How do you install this skill?
Install the collection in Claude Code with /plugin marketplace add aaron-he-zhu/aaron-marketing-skills followed by /plugin install aaron-marketing@aaron. On a compatible Agent Skills host, run npx skills add aaron-he-zhu/aaron-marketing-skills, or clone it with git clone https://github.com/aaron-he-zhu/aaron-marketing-skills. The skill file is narrative/trace/narrative-baseline-mapper/SKILL.md.
How do you use this skill?
Provide a brand or product name, URLs or pasted copy for the owned surfaces, and an intended message if one exists. Example: “Map what Acme’s homepage, pricing page, docs, and social bios say today, and show the gaps against ‘help small teams close their books faster.’” If neither an intended message nor an existing canon exists, the skill records that no canon is available instead of inventing a yardstick.
How does this skill compare with similar options?
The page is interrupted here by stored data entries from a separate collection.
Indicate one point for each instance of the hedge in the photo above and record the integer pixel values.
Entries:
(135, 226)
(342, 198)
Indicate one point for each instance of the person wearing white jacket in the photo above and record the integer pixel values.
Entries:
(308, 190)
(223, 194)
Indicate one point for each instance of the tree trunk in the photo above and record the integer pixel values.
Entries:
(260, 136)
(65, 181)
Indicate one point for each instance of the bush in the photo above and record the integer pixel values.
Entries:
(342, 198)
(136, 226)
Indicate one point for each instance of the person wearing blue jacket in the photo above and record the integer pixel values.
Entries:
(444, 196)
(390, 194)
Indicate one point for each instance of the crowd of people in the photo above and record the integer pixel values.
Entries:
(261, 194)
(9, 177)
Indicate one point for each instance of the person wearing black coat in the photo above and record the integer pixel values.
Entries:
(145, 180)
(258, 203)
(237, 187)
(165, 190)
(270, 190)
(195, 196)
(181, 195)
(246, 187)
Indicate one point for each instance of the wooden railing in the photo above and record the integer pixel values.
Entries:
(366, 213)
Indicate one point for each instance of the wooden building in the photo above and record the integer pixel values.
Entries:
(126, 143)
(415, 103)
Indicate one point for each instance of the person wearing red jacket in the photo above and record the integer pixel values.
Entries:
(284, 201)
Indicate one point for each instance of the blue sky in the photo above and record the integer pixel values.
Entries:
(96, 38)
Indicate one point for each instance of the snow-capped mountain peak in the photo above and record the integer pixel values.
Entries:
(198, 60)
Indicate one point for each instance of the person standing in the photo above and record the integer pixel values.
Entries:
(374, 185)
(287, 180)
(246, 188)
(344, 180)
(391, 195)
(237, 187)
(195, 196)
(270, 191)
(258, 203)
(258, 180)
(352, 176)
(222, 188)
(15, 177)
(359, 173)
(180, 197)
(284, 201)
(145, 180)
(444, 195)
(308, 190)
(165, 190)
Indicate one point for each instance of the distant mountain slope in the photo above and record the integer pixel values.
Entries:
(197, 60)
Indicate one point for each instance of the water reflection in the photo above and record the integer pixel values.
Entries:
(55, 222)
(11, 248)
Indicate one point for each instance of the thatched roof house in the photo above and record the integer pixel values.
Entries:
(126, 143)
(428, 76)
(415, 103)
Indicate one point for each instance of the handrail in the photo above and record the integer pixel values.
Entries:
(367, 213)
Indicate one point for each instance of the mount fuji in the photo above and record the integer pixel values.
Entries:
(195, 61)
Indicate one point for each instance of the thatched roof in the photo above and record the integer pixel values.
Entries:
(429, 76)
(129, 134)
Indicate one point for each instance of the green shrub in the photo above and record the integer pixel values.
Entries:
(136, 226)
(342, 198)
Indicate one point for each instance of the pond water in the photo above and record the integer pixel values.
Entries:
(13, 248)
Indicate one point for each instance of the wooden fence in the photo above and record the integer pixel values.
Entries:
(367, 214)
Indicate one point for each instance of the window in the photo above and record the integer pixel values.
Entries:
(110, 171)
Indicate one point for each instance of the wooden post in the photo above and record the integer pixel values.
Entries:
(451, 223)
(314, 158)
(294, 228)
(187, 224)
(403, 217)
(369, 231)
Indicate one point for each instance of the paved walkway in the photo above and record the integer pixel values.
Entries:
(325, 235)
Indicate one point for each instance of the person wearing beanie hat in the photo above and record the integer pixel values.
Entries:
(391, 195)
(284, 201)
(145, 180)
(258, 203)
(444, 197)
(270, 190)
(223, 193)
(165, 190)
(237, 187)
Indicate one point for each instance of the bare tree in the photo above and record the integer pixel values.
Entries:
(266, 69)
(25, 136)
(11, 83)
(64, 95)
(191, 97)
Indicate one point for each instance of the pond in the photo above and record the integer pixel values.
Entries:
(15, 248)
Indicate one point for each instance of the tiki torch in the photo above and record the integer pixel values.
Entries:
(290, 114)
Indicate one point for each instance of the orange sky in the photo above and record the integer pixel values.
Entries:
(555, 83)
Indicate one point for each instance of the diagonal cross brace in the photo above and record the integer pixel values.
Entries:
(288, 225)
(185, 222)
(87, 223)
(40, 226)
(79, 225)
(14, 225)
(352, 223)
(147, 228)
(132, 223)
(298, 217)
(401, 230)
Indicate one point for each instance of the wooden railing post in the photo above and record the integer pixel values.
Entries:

Unlike message-system-architect, this skill inventories existing messaging rather than authoring a canon or message house. Unlike narrative-quality-auditor, it does not score surfaces or run TALE vetoes. Unlike category-narrative-mapper, it focuses on owned surfaces rather than category and competitive narratives. Unlike positioning-truth-tracer, it does not reconcile positioning claims against shippable reality and substantiation.